Existen algunos renglones de la gestión pública que los gobiernos prefieren olvidar a la hora de afrontar reformas anticrisis. Son impopulares, afectan a la siempre sufrida clase media —en ocasiones, pocas, también a los más pudientes y poderosos— y requieren una fuerza de ánimo político que muy pocos líderes poseen: la conservación del poder es lo primero... Atravesamos una crisis grave y todavía están pensando en la naturaleza de las reformas necesarias para evadirnos de ella. Como recomendaría un psicólogo, lo primero es mirarse al espejo y decirse a sí mismos, pero sobre todo al expectante pueblo soberano, la verdad de lo que allí se está viendo, es decir, una España que ya no es una nación rica y unos españoles, por tanto, que también hemos dejado de serlo, si es que alguna vez lo fuimos en los tiempos en los que superábamos el PIB de Italia, rozábamos el de Francia, la Comunitat Valenciana era el epicentro de Europa y Valencia la envidia de las ciudades del mundo. Sí, éramos la repera, muchos se lo llegaron a creer y algunos listos se beneficiaron a manos llenas de todo aquello.

Pero lo cierto es que todo aquello acabó hace dos años y ha llegado el momento de reaccionar porque no podemos esperar otros dos años. Ahora, España y los españoles se encuentran a la cola de Europa. Producimos menos y más caro que nuestros competidores, tenemos más parados que el resto, consumimos menos que ellos y el Estado y las autonomías —especialmente, sí, la valenciana— cuentan con unos niveles de deuda y déficit públicos en el umbral de la alarma social. Hemos vuelto a la espiral maldita que abandonamos a mediados de los noventa: no consumimos, por tanto no producimos, por tanto hay menos trabajo, por tanto más paro y por tanto se reduce el nivel de consumo... así hasta el infinito (y cualquier día de éstos la inflación dará señales de vida y entonces veremos lo que es bueno).

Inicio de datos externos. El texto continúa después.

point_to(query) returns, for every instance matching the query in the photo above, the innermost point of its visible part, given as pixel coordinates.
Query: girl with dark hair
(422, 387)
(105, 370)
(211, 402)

Así que o los gobiernos le echan decisión a la tarea de sanear el tejido económico, o estamos perdidos, condenados a vagar por la crisis (paro, pérdida de poder adquisitivo, más recortes sociales, etc.) durante lustros. Echarle decisión significa tomar decisiones impopulares, apretar algo a los que tienen mucho, rascar el bolsillo de todos, cortar la espiral de gasto... Son medidas ya inventadas, vienen en los manuales, no siempre son justas y los gobiernos son reacios a aplicarlas porque temen consecuencias electorales. De momento, el Gobierno central ha movido ficha subiendo los impuestos, con una previsible división de opiniones y un más que discutible reparto (una vez más, como siempre, serán la clase media y los asalariados quienes saquen al Estado de sus miserias). Pero se ha movido, al fin y al cabo. Mientras, en Valencia, Rita ahorra en sellos, bombillas y dietas y la Generalitat permanece concentrada en sus escándalos.

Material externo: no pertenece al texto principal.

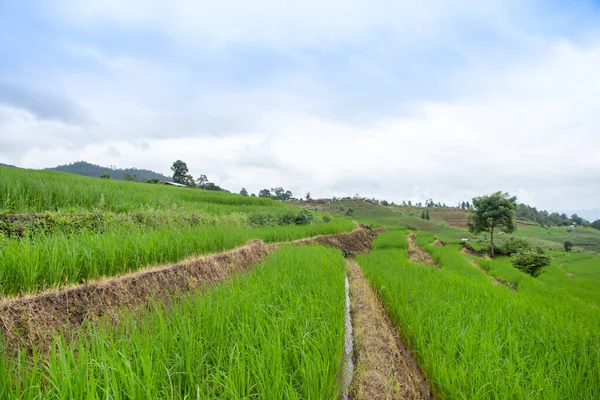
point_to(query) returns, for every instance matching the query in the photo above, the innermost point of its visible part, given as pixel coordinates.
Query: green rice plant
(274, 333)
(392, 239)
(29, 191)
(47, 261)
(478, 340)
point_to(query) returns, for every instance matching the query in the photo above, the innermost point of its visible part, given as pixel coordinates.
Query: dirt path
(496, 281)
(384, 367)
(416, 253)
(31, 321)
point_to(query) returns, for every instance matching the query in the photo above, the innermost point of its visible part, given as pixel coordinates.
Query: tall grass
(33, 264)
(276, 333)
(27, 191)
(477, 340)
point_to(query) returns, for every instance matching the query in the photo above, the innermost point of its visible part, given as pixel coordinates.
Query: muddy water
(348, 346)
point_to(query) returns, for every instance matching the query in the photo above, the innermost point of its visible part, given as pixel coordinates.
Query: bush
(530, 261)
(568, 246)
(288, 218)
(304, 217)
(264, 219)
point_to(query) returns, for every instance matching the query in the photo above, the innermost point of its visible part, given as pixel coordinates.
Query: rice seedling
(277, 332)
(477, 340)
(46, 261)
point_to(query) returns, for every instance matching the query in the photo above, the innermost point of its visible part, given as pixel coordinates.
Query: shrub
(288, 218)
(512, 246)
(263, 219)
(530, 261)
(568, 245)
(304, 217)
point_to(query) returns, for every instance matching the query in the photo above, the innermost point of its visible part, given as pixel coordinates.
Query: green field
(478, 340)
(479, 328)
(276, 332)
(86, 228)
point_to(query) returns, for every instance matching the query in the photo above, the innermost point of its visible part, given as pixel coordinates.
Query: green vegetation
(274, 333)
(490, 212)
(87, 169)
(31, 265)
(27, 191)
(478, 340)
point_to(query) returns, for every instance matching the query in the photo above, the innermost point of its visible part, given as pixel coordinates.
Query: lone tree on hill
(180, 172)
(491, 212)
(264, 193)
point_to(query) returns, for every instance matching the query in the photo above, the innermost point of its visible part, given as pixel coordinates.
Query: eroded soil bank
(416, 253)
(384, 367)
(30, 322)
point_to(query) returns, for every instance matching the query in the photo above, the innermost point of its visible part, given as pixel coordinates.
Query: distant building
(174, 184)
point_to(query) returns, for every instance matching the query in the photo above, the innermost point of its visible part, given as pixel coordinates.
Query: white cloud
(523, 120)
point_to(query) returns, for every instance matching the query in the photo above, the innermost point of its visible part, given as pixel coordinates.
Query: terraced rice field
(477, 340)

Así que mientras el G-20 se ocupa en Pittsburgh de la superestructura global, los gobiernos nacionales y regionales cuentan con suficiente margen para ir abonando el terreno. Poniendo punto final a fastos y gastos untuosos e invirtiendo sólo en lo estrictamente útil. Es el momento de acabar con el dispendio en la televisión pública, con los organismos superfluos (por ejemplo, ese artefacto universitario llamado VIU), con las fundaciones inútiles, algunas empresas y entidades públicas.

Del mismo modo, es hora de abordar la congelación de sueldos de altos cargos y funcionarios, aunque los expertos consideran más eficiente para el sector público introducir criterios de productividad en las administraciones. Lo que sea, pero acabemos con el crecimiento de plantilla de la Generalitat de hasta un veinte por cien en apenas un quinquenio.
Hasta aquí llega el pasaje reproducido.